Sophie Cabot Black (born April 18, 1958) is an American prize-winning poet who has taught creative writing at Columbia University.

==Early life==
Cabot was born in New York, New York and raised on a small farm in Wilton, Connecticut. Her father is David Goldmark Black (b. 1931), a Broadway producer, actor, teacher, writer and artistic director. Her mother is Linda (Cabot) Black, cofounder of Opera Company of Boston and Opera New England. She has two siblings: actor Jeremy Black, who appeared as the boy Hitler clones in Boys from Brazil, and Alexander Black. She also has two daughters. Her maternal great-grandfather was industrialist and philanthropist Godfrey Lowell Cabot.

In 1980, Black received her Bachelor of Arts from Marlboro College. In 1984, she graduated from Columbia University with a Master of Fine Arts.

==Ancestry==

Cabot family coat of arms

Sophie Cabot Black is part of the Cabot family of the Boston Brahmin also known as the "first families of Boston."

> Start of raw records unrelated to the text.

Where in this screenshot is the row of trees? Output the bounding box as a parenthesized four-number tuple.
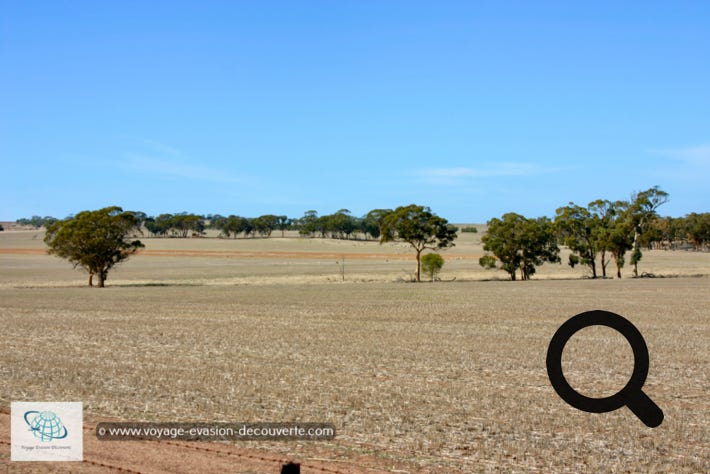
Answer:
(210, 214, 290, 238)
(143, 213, 205, 237)
(479, 187, 672, 280)
(22, 204, 710, 252)
(637, 212, 710, 251)
(152, 210, 387, 240)
(210, 206, 457, 281)
(42, 204, 458, 286)
(15, 215, 59, 228)
(30, 188, 710, 287)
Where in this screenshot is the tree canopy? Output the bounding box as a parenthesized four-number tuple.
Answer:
(379, 204, 457, 282)
(628, 186, 669, 277)
(480, 213, 560, 280)
(44, 206, 144, 287)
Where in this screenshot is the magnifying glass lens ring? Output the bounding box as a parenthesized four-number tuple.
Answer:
(546, 310, 651, 413)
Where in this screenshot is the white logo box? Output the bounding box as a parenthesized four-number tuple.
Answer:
(11, 402, 83, 462)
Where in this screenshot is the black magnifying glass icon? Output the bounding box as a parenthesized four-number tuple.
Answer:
(546, 310, 663, 428)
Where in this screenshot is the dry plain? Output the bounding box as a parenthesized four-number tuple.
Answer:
(0, 229, 708, 473)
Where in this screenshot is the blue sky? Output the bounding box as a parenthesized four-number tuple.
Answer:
(1, 1, 708, 222)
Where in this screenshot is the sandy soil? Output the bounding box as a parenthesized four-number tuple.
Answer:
(1, 230, 708, 472)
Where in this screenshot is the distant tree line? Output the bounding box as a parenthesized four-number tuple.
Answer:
(478, 186, 710, 280)
(15, 215, 59, 228)
(19, 186, 710, 287)
(143, 213, 205, 237)
(40, 204, 457, 285)
(129, 209, 407, 241)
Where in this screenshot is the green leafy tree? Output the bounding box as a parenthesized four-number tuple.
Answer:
(421, 253, 445, 282)
(554, 203, 601, 278)
(253, 214, 280, 237)
(16, 216, 58, 228)
(277, 215, 292, 237)
(297, 210, 319, 237)
(628, 186, 669, 277)
(170, 213, 205, 237)
(44, 206, 144, 287)
(602, 201, 634, 278)
(686, 212, 710, 250)
(147, 213, 174, 237)
(209, 214, 228, 233)
(480, 213, 560, 280)
(216, 215, 241, 238)
(364, 209, 392, 240)
(326, 209, 357, 239)
(379, 204, 457, 282)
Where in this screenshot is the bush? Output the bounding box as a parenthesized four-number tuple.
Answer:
(421, 253, 445, 281)
(461, 227, 478, 233)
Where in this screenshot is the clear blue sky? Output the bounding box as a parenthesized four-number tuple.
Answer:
(1, 1, 708, 222)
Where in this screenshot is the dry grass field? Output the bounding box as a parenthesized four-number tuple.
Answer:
(1, 229, 709, 472)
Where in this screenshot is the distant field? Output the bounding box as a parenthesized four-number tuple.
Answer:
(1, 229, 708, 287)
(1, 230, 708, 472)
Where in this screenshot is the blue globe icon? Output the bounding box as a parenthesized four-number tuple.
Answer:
(24, 411, 68, 442)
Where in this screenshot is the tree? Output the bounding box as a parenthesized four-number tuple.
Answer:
(44, 206, 144, 287)
(147, 213, 174, 237)
(602, 201, 634, 278)
(421, 253, 445, 282)
(16, 216, 58, 228)
(170, 213, 205, 237)
(253, 214, 279, 237)
(686, 212, 710, 250)
(554, 203, 600, 278)
(326, 210, 357, 239)
(480, 213, 560, 280)
(277, 215, 292, 237)
(379, 204, 457, 282)
(364, 209, 392, 240)
(628, 186, 669, 277)
(297, 210, 319, 237)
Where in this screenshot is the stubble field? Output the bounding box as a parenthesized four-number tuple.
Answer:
(1, 229, 708, 472)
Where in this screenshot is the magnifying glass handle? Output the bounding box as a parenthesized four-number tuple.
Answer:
(626, 390, 664, 428)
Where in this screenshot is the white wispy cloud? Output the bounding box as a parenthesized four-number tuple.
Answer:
(416, 162, 553, 185)
(114, 139, 248, 184)
(650, 145, 710, 167)
(120, 154, 246, 184)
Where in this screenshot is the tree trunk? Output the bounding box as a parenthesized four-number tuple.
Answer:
(97, 270, 106, 288)
(415, 249, 422, 282)
(631, 222, 642, 277)
(88, 272, 93, 287)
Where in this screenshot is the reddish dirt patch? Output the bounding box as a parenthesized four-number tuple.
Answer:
(0, 248, 481, 261)
(0, 249, 48, 255)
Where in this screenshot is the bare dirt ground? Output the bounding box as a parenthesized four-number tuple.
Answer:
(1, 230, 708, 473)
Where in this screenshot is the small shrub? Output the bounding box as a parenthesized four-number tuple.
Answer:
(421, 253, 445, 282)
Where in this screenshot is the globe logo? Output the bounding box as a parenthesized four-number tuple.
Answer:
(24, 411, 69, 442)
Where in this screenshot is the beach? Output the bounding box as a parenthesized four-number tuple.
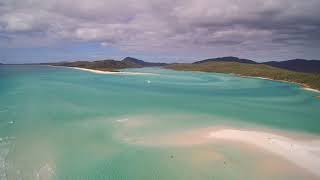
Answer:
(235, 74, 320, 93)
(59, 66, 159, 75)
(303, 87, 320, 93)
(67, 66, 320, 93)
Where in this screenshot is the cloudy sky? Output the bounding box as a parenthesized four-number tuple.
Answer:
(1, 0, 320, 63)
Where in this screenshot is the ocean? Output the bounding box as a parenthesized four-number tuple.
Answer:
(0, 65, 319, 179)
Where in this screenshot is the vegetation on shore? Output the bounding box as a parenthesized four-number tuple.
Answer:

The status of the Cabot family is hinted from the widely known toast given in 1910 at a College of the Holy Cross alumni dinner: "Here's to dear old Boston, The home of the bean and the cod, Where Lowells speak only to Cabots, And Cabots speak only to God."

- John Cabot (b. 1680 in the Isle of Jersey)
  - Joseph Cabot (b. 1720 in Salem, Province of Massachusetts Bay)
    - Samuel Cabot (b. 1758 in Salem, Province of Massachusetts Bay)
      - Samuel Cabot Jr. (b. 1784 in Boston, Massachusetts, U.S.)
        - Dr. Samuel Cabot III (b. 1815 in Boston, Massachusetts, U.S.)
          - Godfrey Lowell Cabot (b. 1861 in Boston, Massachusetts, U.S.)
            - Thomas Dudley Cabot (b. 1897 in Cambridge, Massachusetts, U.S.)
              - Linda Cabot Black
                - Sophie Cabot Black (b. 1958 in the City of New York, New York, U.S.)

==Career==
Black's poetry has appeared in publications including AGNI, The Atlantic Monthly, Boston Review, The Paris Review, Poetry, Fence, APR, Bomb, The New Yorker, and The New Republic.
Various anthologies have also included her work, such as More Light: Father & Daughter Poems, The Best American Poetry 1993 (edited by Louise Glück), and Looking for Home: Women in Exile.

Black's translations of Latin American poets have been included in the anthologies You Can't Drown the Fire and Twentieth-Century Latin American Poetry: A Bilingual Anthology.

Her essays appear in Wanting a Child and First Loves. One of her poems was used in a song on an album by Akiko Yano.

Black has received fellowships from the MacDowell Colony (1988), the Fine Arts Work Center in Provincetown (1988), and, most recently, the Bunting Institute of Radcliffe College. As of late 2003, she was teaching at Columbia.

== Bibliography ==

=== Poetry ===
- Collections
- "The Misunderstanding of Nature" (1994)
- The Descent: poetry (2004) Graywolf Press; 73 pages, ISBN 1-55597-406-6 (paperback)
- The Exchange (2013), Graywolf Press; 88 pages, ISBN 1-55597-641-7 (paperback)

- List of poems

| Title | Year | First published | Reprinted/collected |
|---|---|---|---|
| Chorus and Anti-Chorus | 2017 | Black, Sophie Cabot (May 8, 2017). "Chorus and Anti-Chorus". The New Yorker. Vol. 93, no. 12. pp. 50–51. |  |

==Awards==
- Grolier Poetry Prize, 1988
- John Masefield Award from the Poetry Society of America, 1989
- Emerging Poets Award from Judith's Room, 1990
- Connecticut Book Award for Poetry, 2005

==Personal life==
Black lives in New York and Wilton, Connecticut.